最初はいい加減でいけ好かないヤツだと思っていたが……柱の男達と戦い、ここで共に修行していくうちに、だんだんとあいつの良さが分かってきた。
それはチヒロにとっても同じだったようで、ジョジョの明るい性格も相まってか、最近ではすっかり打ち解けている。
この前は彼女が呼吸法矯正マスクを懐かしいとからかったものだから、アイツはずいぶん悔しがっていたな。
ジョジョ…ヤツには、人の心を掴む何かがあるようだ。
ある夜。
連日の修行で普段なら倒れるように眠ってしまうのだが、今日に限って何故か寝つけなかったおれは、ベッドから抜け出して部屋を出た。

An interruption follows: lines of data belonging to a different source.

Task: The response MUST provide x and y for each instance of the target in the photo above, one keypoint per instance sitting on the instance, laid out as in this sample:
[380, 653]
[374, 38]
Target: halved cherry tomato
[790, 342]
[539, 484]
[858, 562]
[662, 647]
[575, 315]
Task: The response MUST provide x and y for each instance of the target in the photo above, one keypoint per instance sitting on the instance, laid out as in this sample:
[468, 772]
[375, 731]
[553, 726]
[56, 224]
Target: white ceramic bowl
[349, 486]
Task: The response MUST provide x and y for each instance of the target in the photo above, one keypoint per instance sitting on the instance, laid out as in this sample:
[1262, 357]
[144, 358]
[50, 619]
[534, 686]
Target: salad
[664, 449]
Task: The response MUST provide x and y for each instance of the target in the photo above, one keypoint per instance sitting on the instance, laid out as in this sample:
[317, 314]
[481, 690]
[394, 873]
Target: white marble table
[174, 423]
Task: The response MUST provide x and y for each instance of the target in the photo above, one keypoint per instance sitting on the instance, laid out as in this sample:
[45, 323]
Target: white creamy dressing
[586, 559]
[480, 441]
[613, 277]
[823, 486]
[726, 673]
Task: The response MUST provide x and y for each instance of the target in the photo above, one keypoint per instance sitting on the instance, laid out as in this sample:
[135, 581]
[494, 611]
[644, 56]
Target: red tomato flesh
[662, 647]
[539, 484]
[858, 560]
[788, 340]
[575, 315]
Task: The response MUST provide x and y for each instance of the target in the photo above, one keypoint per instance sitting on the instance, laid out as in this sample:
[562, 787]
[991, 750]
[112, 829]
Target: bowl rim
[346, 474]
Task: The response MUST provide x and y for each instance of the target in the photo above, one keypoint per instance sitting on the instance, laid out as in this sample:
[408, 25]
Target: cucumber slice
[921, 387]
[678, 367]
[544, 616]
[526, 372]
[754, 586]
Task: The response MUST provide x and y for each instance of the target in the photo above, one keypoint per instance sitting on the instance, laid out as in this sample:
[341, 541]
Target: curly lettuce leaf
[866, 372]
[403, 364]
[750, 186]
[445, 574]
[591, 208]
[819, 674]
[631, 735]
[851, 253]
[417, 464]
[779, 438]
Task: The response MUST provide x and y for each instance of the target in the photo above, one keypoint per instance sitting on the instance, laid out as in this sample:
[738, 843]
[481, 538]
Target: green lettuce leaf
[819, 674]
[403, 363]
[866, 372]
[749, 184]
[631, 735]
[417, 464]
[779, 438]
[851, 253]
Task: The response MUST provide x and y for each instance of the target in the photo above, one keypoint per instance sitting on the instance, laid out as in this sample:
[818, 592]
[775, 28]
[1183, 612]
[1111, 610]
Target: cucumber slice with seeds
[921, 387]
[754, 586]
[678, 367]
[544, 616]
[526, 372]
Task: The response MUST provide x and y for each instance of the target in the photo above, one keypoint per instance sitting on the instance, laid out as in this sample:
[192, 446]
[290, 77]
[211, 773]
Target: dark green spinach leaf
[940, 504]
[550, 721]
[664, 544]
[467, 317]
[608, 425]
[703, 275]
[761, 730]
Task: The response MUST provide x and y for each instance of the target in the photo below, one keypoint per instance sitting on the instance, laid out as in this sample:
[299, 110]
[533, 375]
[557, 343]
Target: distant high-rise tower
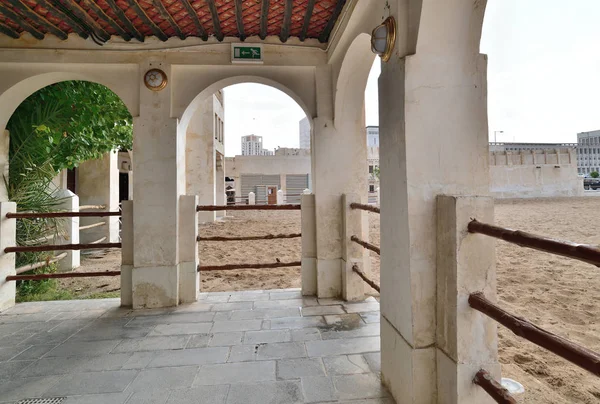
[304, 134]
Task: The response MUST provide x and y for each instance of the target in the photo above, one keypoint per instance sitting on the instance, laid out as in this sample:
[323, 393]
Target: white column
[159, 167]
[309, 245]
[200, 158]
[8, 236]
[353, 287]
[126, 253]
[189, 277]
[70, 230]
[466, 340]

何とは無しに談話室へ足を向けると、無人のはずの室内に小さく灯りが付いている。扉の隙間からそっと覗き込むと、居たのはチヒロだった。
ソファに深く腰掛け、大きな窓の外に浮かぶ月を眺めている。頰に落ちる月明かりが彼女を恐ろしいくらいに美しく見せて、ぞくりとした。
「…チヒロ」
「!………シーザー」
そっと声をかけると、彼女は驚いて振り返った。
「なんだか、眠れなくて。あなたも起きてたの?」
「ああ…まあな」
「…よかったら、一緒に飲む?」
チヒロがゆるりと持ち上げる手元には、ワイングラス。
明日の修行に差し支えるかも、という考えが一瞬頭を掠めたが、彼女に誘われて乗らないという選択肢はない。
この偶然も何かの縁だと自分を納得させて、お言葉に甘えることにした。